I have managed to finaly loose 2 lbs since my thyroidectomy ( 1 year ago)
but when my thyroid went bad i put on 60-80lbs so haveing my thyroid out hasnt caused me to gain just i cant seem to loose any

I am lethargic as well they put me on some anti-depressents and also found my Vitimin D was extremly low. I normaly sleep 8 hours at night and when i get home from work i take a 1-2 hour nap so i can do things in the evening.

im male so i dont have a menstrual cycle but they also found my testosterone was low and more blood work hopefully they figure that one out soon.

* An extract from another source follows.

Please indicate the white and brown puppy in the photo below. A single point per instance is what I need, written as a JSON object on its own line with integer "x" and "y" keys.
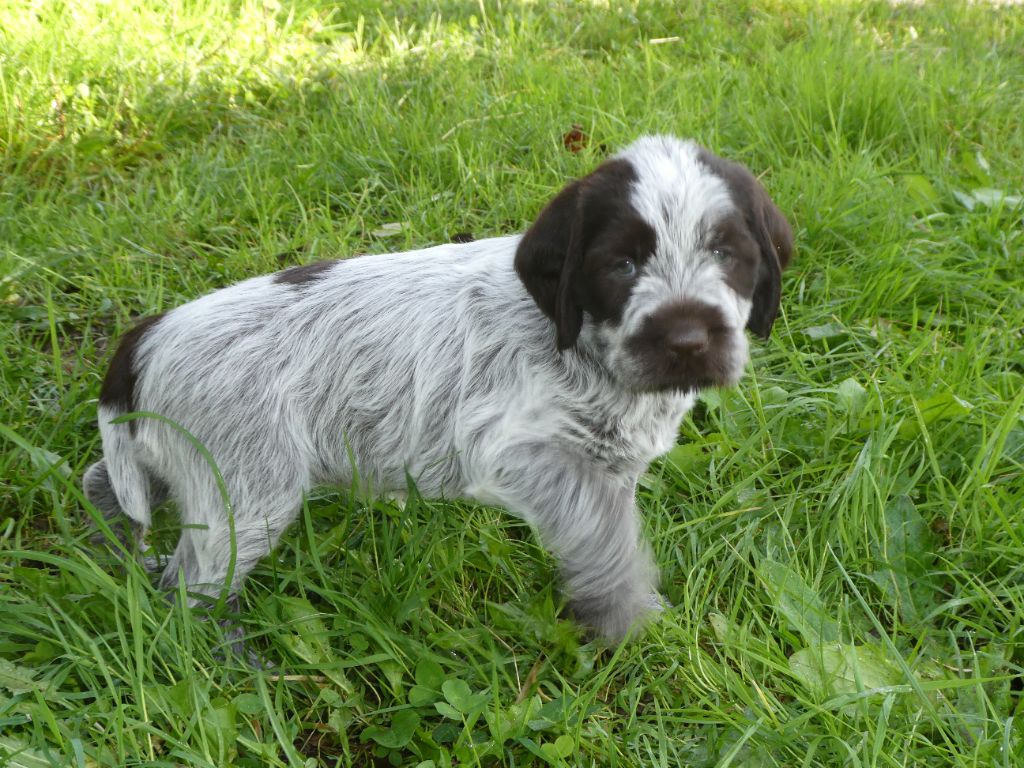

also they may have you on too low of a dose of synthroid

get a copy of your last few sets of lab work and look for trends yourself and learn about reading them mabey there is something you can find that the doc missed or at least figure out if you think you might need some more tests to determin if there are other issues.

good luck

Craig

LBlackman
Posts: 113
Joined: Mar 2011

Thanks Craig. I was on anti-depressants, but got migraines from them. They have me on 150 mcg Mon-Fri and 175 mcg Sat and Sun. I will ask them to do a full panel on my labs when I go back the end of April. I am a single mom of a wonderful 11 year old and am taking care of my parents (82 & 85) one with severe dementia borderline Alzheimers so it's hard to get any rest in the evening. I always fall asleep before my son and he ends up staying up until 11:00 at times on school nights. I usually require at least nine hours of sleep now. Funny thing was though, before my diagnosis the testosterone level in my blood was low and I had monthly testosterone injections so despite the fact that I am a female that may be another issue to be addressed....lol Thanks again for the reply.
Lynne

nasher
Posts: 507
Joined: Apr 2010

they just changed the anti depresson meds i was on since they were not working good enough... I am actualy in the switch between the two of them.

i am currently on
1) Synthroid 250 mgs / day
2) Celexa 20mg/day

i used to be on Welbrutrin 100mgs/2x day but in the 2 weeks i have been switching i think the celexa is working much better and its easyer since its only 1 a day for me.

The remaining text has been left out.